Source Directory Conflict:
If you see ImportError: Failed to load PyTorch C extensions, avoid running Python from ~/pytorch. Use cd ~ first.
Memory Issues:
Monitor memory (free -h). If the build crashes, reduce parallelism (make -j4).

Tips for Using AI to Troubleshoot

I used an AI assistant (Grok) to debug issues, and it was a lifesaver. Here’s how to leverage AI effectively:

Provide Full Error Output: Copy-paste the entire error message (e.g., CMake errors, Python tracebacks) into your AI query.
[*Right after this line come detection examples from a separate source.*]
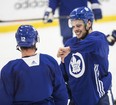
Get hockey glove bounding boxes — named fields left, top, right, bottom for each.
left=43, top=7, right=53, bottom=23
left=91, top=3, right=102, bottom=20
left=107, top=30, right=116, bottom=46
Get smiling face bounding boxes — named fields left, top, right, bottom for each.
left=71, top=20, right=91, bottom=39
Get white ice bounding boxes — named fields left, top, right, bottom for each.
left=0, top=22, right=116, bottom=99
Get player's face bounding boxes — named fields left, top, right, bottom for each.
left=71, top=20, right=87, bottom=39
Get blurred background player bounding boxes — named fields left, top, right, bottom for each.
left=107, top=30, right=116, bottom=46
left=44, top=0, right=102, bottom=44
left=0, top=25, right=68, bottom=105
left=57, top=7, right=114, bottom=105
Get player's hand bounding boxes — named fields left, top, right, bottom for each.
left=92, top=3, right=102, bottom=20
left=107, top=30, right=116, bottom=46
left=43, top=7, right=53, bottom=23
left=57, top=47, right=70, bottom=63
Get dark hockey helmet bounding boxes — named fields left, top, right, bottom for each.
left=69, top=7, right=94, bottom=27
left=15, top=25, right=39, bottom=47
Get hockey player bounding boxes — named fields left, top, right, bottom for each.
left=44, top=0, right=102, bottom=44
left=57, top=7, right=113, bottom=105
left=0, top=25, right=68, bottom=105
left=107, top=30, right=116, bottom=46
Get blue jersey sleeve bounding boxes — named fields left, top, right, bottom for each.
left=41, top=56, right=68, bottom=105
left=67, top=31, right=109, bottom=57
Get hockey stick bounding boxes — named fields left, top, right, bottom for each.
left=0, top=16, right=69, bottom=23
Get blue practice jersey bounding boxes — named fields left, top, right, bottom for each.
left=49, top=0, right=99, bottom=16
left=61, top=31, right=112, bottom=105
left=0, top=54, right=68, bottom=105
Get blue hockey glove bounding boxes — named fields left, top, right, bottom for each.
left=43, top=7, right=53, bottom=23
left=91, top=3, right=102, bottom=20
left=107, top=30, right=116, bottom=46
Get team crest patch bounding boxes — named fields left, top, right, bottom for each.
left=69, top=52, right=85, bottom=78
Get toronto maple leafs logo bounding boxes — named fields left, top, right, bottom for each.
left=69, top=52, right=85, bottom=78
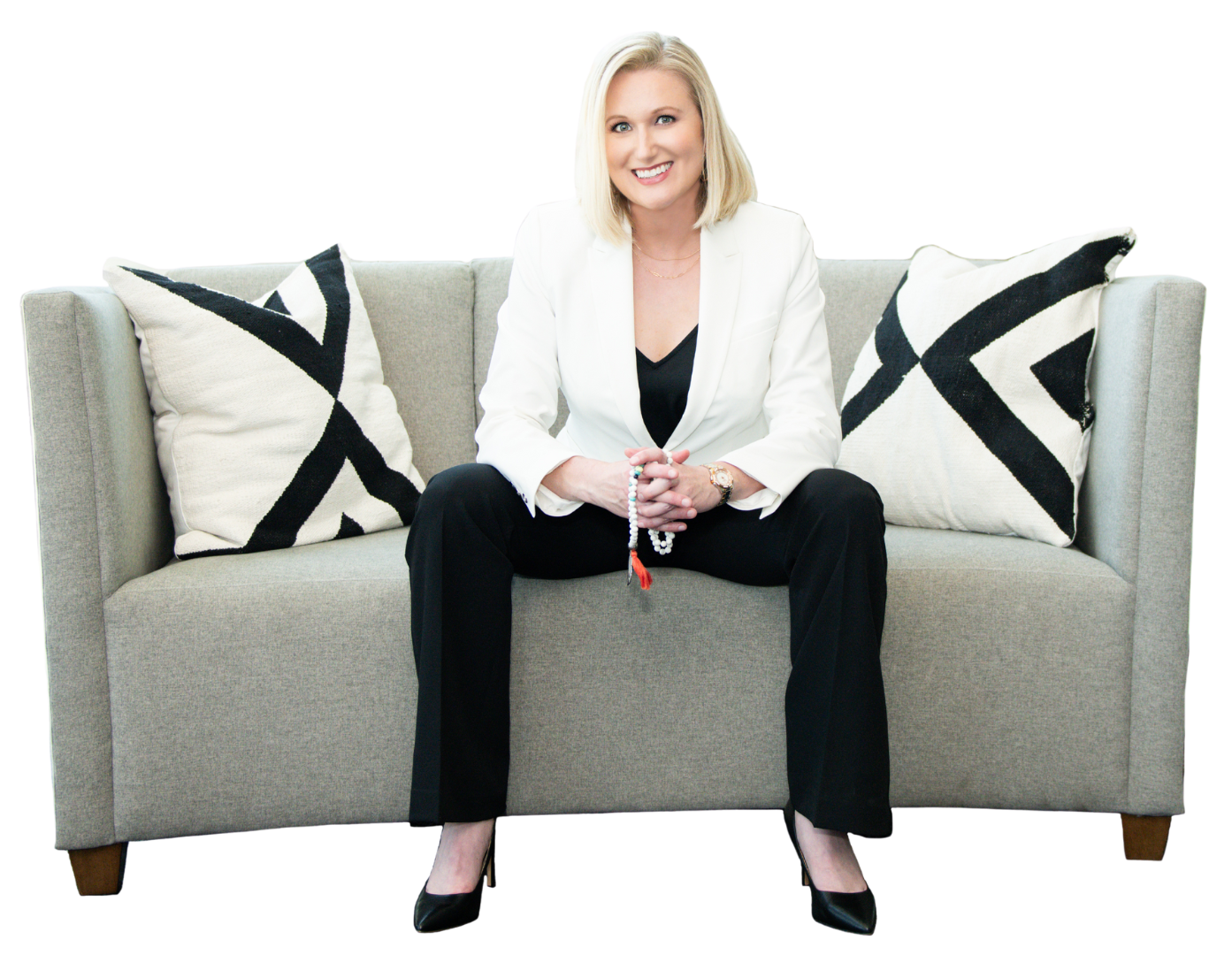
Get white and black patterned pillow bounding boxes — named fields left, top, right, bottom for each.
left=838, top=226, right=1137, bottom=547
left=103, top=244, right=425, bottom=558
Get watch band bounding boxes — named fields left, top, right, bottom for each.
left=706, top=464, right=736, bottom=508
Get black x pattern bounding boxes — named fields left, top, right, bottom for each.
left=843, top=235, right=1134, bottom=539
left=126, top=244, right=419, bottom=558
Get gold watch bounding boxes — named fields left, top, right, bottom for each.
left=706, top=464, right=736, bottom=507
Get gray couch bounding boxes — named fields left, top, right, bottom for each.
left=19, top=256, right=1206, bottom=895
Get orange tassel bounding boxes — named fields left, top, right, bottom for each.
left=630, top=550, right=654, bottom=591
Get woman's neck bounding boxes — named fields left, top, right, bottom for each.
left=630, top=207, right=701, bottom=259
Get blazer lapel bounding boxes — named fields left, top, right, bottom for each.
left=586, top=213, right=742, bottom=450
left=665, top=217, right=743, bottom=448
left=586, top=222, right=654, bottom=447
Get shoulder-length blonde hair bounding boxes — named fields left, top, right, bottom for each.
left=573, top=29, right=758, bottom=245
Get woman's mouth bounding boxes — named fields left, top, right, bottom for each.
left=633, top=162, right=673, bottom=186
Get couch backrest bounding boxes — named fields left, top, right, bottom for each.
left=169, top=255, right=1002, bottom=480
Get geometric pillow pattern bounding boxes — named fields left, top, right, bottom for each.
left=837, top=226, right=1137, bottom=547
left=103, top=244, right=425, bottom=558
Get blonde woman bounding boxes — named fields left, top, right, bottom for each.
left=407, top=31, right=892, bottom=934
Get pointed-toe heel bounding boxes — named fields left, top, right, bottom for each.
left=784, top=799, right=877, bottom=936
left=411, top=823, right=496, bottom=936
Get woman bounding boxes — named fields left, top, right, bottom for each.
left=407, top=31, right=892, bottom=934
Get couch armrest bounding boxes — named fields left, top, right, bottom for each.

This helps pinpoint the issue.
- Example: Share CMake Error: Error: generator : Ninja with the command you ran.
Include Context: Mention your system (RISC-V, RockOS), PyTorch version (2.9.0a0+git9a665ca), and whether you’re cross-compiling or building natively.
Ask for Specific Fixes: Request step-by-step solutions for errors, like “How do I fix a Ninja mismatch in CMake?” or “Why is my compiler not found?”
Iterate with Follow-Ups: If the AI’s suggestion fails, provide the new error output and ask for clarification. For example, I shared compiler check outputs (ls /usr/bin/*riscv64*) to fix a toolchain issue.
Verify AI Suggestions: Cross-check AI advice with PyTorch’s official docs or GitHub issues to ensure accuracy.

Final Notes

Building PyTorch on RISC-V is a significant undertaking, but it’s rewarding to get it running. My setup was cross-compiled for RISC-V using riscv64-linux-gnu-gcc/g++ on a RockOS system. If you’re building natively, you may need gcc and g++ instead. The wheel file (dist/torch-2.9.0a0+git9a665ca-*.whl) is portable to other RISC-V systems with Python 3.11 and compatible libraries.

If you hit errors, share them in this thread with:

Full error output.
Your CMake command or setup.py invocation.
Output of ls /usr/bin/*riscv64*linux-gnu* and df -h.

Good luck, and happy coding with PyTorch on RISC-V!